Prick the sausages at 1/2-inch intervals. Heat the oil in a 4-quart pot over medium-low heat. Add the sausages and slowly brown them on all sides for about 10 minutes; remove to a plate.

2

Cut the pancetta into large dice. Add the pancetta, onion, garlic, pepper flakes, sage and rosemary and cook until tender, 15 minutes. Add the tomato paste, wine and beef broth and cook for 5 minutes. Add the chopped tomatoes and cook for 5 minutes more. Return the sausages and any remaining juices to the pot and simmer for 10 minutes.

3

Remove the pot from the heat and transfer the sausages to a cutting board.
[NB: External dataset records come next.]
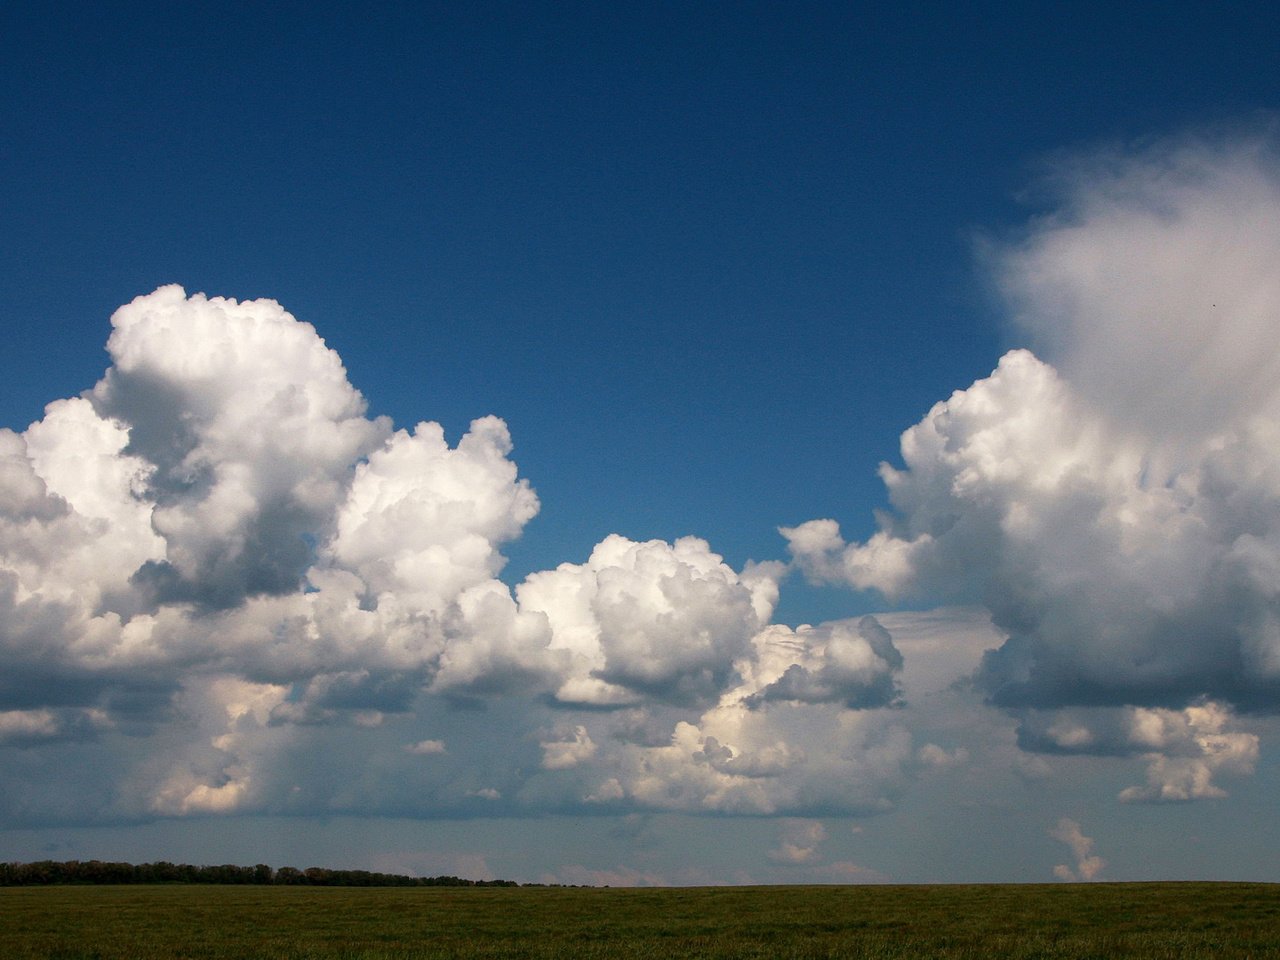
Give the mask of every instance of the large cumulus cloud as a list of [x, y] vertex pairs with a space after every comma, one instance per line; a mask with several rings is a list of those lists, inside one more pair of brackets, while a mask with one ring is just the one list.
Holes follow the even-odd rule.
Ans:
[[1012, 351], [909, 429], [866, 542], [784, 533], [815, 577], [985, 603], [1008, 637], [977, 678], [997, 704], [1274, 710], [1274, 158], [1165, 145], [1059, 187], [1059, 212], [993, 254], [1049, 360]]
[[[451, 445], [369, 417], [270, 300], [162, 287], [112, 326], [96, 386], [0, 431], [11, 816], [867, 810], [900, 783], [892, 639], [771, 625], [781, 564], [613, 535], [512, 590], [539, 503], [502, 420]], [[67, 751], [96, 788], [53, 812]]]

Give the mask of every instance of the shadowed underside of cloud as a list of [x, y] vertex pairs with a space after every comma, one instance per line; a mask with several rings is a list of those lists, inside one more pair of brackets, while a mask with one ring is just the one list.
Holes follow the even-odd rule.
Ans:
[[[270, 300], [162, 287], [112, 325], [96, 386], [0, 431], [0, 748], [97, 749], [102, 816], [871, 809], [901, 779], [909, 738], [863, 715], [891, 638], [771, 625], [783, 565], [615, 535], [513, 591], [539, 504], [502, 420], [368, 418]], [[458, 709], [499, 701], [498, 735]], [[428, 714], [448, 750], [396, 729]]]

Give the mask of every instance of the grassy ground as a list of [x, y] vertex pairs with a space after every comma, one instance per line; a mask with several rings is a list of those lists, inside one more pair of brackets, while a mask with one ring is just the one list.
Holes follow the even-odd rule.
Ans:
[[4, 888], [0, 957], [1280, 958], [1280, 885]]

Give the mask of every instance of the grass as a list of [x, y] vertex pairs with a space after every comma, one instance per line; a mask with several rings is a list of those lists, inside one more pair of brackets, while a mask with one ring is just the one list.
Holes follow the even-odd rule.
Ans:
[[4, 888], [0, 957], [1280, 958], [1280, 885]]

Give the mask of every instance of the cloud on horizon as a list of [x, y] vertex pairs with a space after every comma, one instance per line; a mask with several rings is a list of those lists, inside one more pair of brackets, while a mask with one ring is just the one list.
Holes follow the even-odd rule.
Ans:
[[[0, 746], [101, 747], [71, 819], [859, 811], [902, 781], [892, 639], [771, 624], [784, 565], [612, 535], [513, 590], [539, 503], [502, 420], [369, 418], [270, 300], [167, 286], [112, 326], [96, 386], [0, 431]], [[402, 732], [426, 715], [445, 737]], [[361, 740], [367, 779], [308, 770]], [[48, 815], [38, 783], [10, 819]]]
[[[121, 307], [103, 378], [0, 430], [0, 813], [778, 815], [774, 861], [811, 864], [814, 818], [996, 762], [1224, 796], [1280, 706], [1280, 174], [1265, 140], [1060, 173], [1056, 212], [988, 251], [1036, 352], [903, 434], [877, 532], [783, 529], [790, 565], [612, 534], [509, 585], [540, 503], [503, 420], [450, 444], [370, 417], [271, 300]], [[914, 680], [947, 684], [913, 702], [876, 617], [773, 622], [793, 568], [981, 605], [992, 645], [970, 663], [972, 611], [950, 634], [886, 615], [924, 631]], [[936, 668], [961, 660], [963, 688]], [[940, 715], [974, 691], [1005, 753], [964, 740], [994, 721]], [[1059, 873], [1089, 879], [1072, 823]]]

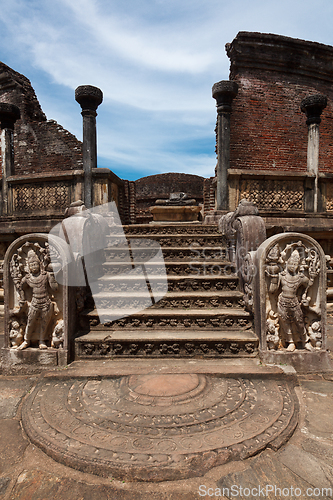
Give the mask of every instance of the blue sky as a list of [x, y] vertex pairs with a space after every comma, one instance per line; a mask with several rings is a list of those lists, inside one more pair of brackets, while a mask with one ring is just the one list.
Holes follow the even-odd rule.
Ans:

Slice them lengthwise, then cut crosswise into half-moons. Return the sausages to the pot, along with any juices left on the cutting board. Add the parsley and set aside.

4

Heat the oven to 350 degrees. Layer one-half cup of polenta, one-fourth of the ragu and one-third of the mozzarella in a 9-inch square baking dish. Sprinkle with a third of the Parmigiano. Repeat for 2 more layers, then top with the remaining ragu. Bake for 1 hour, 15 minutes. Let cool slightly, then cut into 6 servings.

Make the polenta first. Paul Bertolli prefers freshly milled polenta; he gives a source and recipe in his book “Cooking by Hand.” But any polenta may be used.